Knops (centre) during his September 2019 visit to St. Maarten.
THE HAGUE--The Kingdom Council of Ministers, on the request of State Secretary of Home Affairs and Kingdom Relations Raymond Knops, approved funding for another batch of humanitarian aid for Aruba, Curaçao and St. Maarten on Friday for an amount of 14.9 million euro.
“The people can also count on the support of the Dutch government in the coming months,” it was stated in a press release of the Dutch government. Food aid is still badly needed in all three countries with 15 to 20 per cent of the population depending on food parcels.
The Dutch government believes it is very important that the vulnerable groups in Aruba, Curaçao and St. Maarten receive support. “In recent months, I have visited the Red Cross on Aruba, Curaçao and on St. Maarten. I spoke with residents of the kingdom who need daily help from this organisation to make ends meet. The government has always indicated that it will not abandon these most vulnerable people in the three countries to their fate,” said Knops.

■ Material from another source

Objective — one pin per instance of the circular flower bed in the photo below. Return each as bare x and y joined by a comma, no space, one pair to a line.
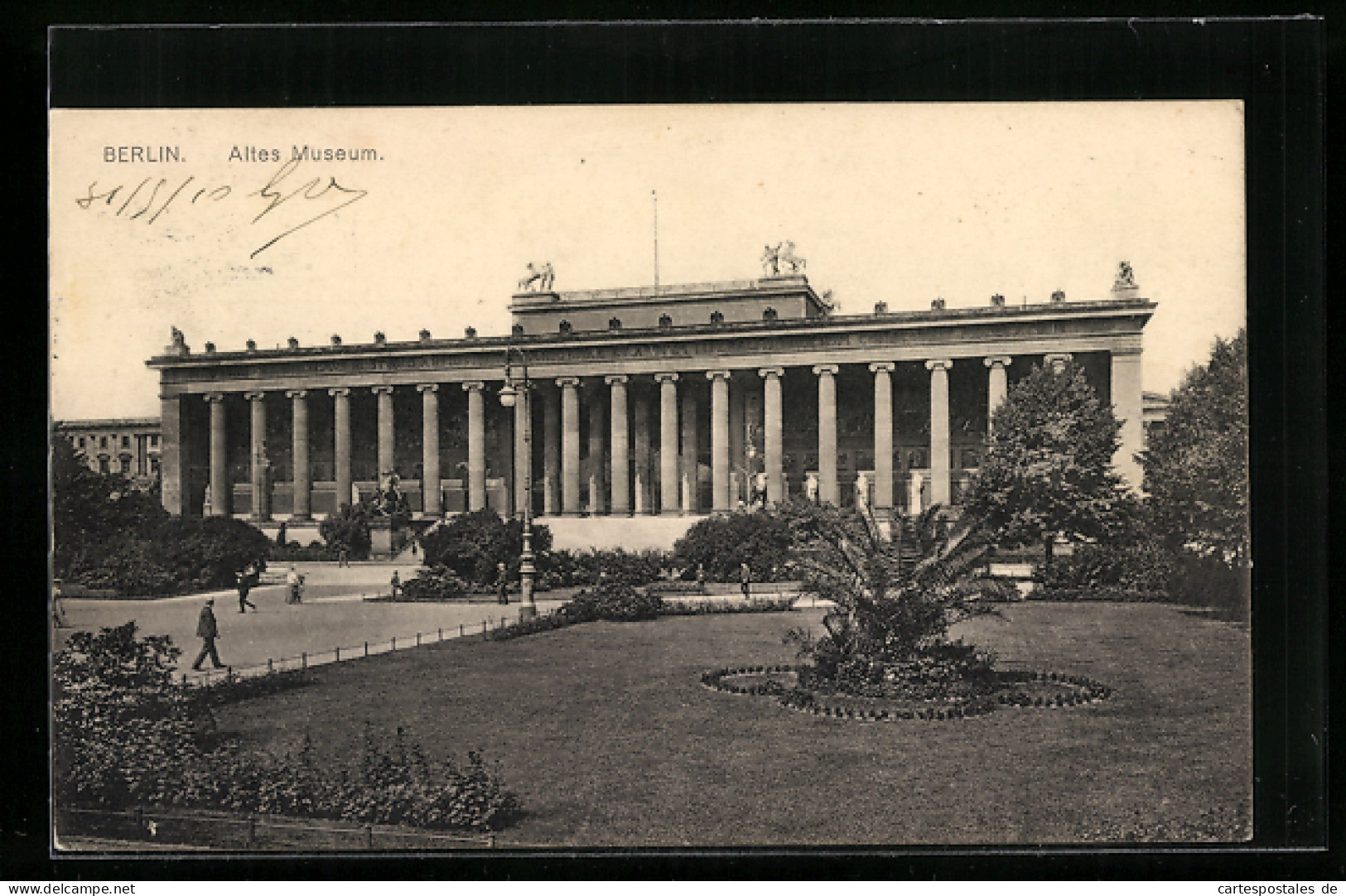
1008,689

With the 14.9 million euro that has been approved, humanitarian aid is provided for the three islands at least up to the month of April. The 14.9 million euro is provided as a gift, with no strings attached.
In March, the government will decide on an extension. The Dutch government has been providing humanitarian aid since the start of the COVID-19 crisis. The countries also receive liquidity support with attached conditions to reform.
The humanitarian aid is coordinated by the Red Cross and distributed with the assistance of local non-government organisations. In the coming months, the countries will be working towards a transition of the food aid programme with the responsibility being transferred from the Red Cross to the local government.
About 20 per cent of the population in Aruba and St. Maarten and about 15 per cent in Curaçao are currently dependent on food aid made possible by the Netherlands. It is assumed that the number of people in need of aid will remain the same until the summer.
Aruba, Curaçao and St. Maarten have taken a hard humanitarian and economic hit because of the coronavirus crisis. The countries are highly dependent on tourism, but this sector is still suffering.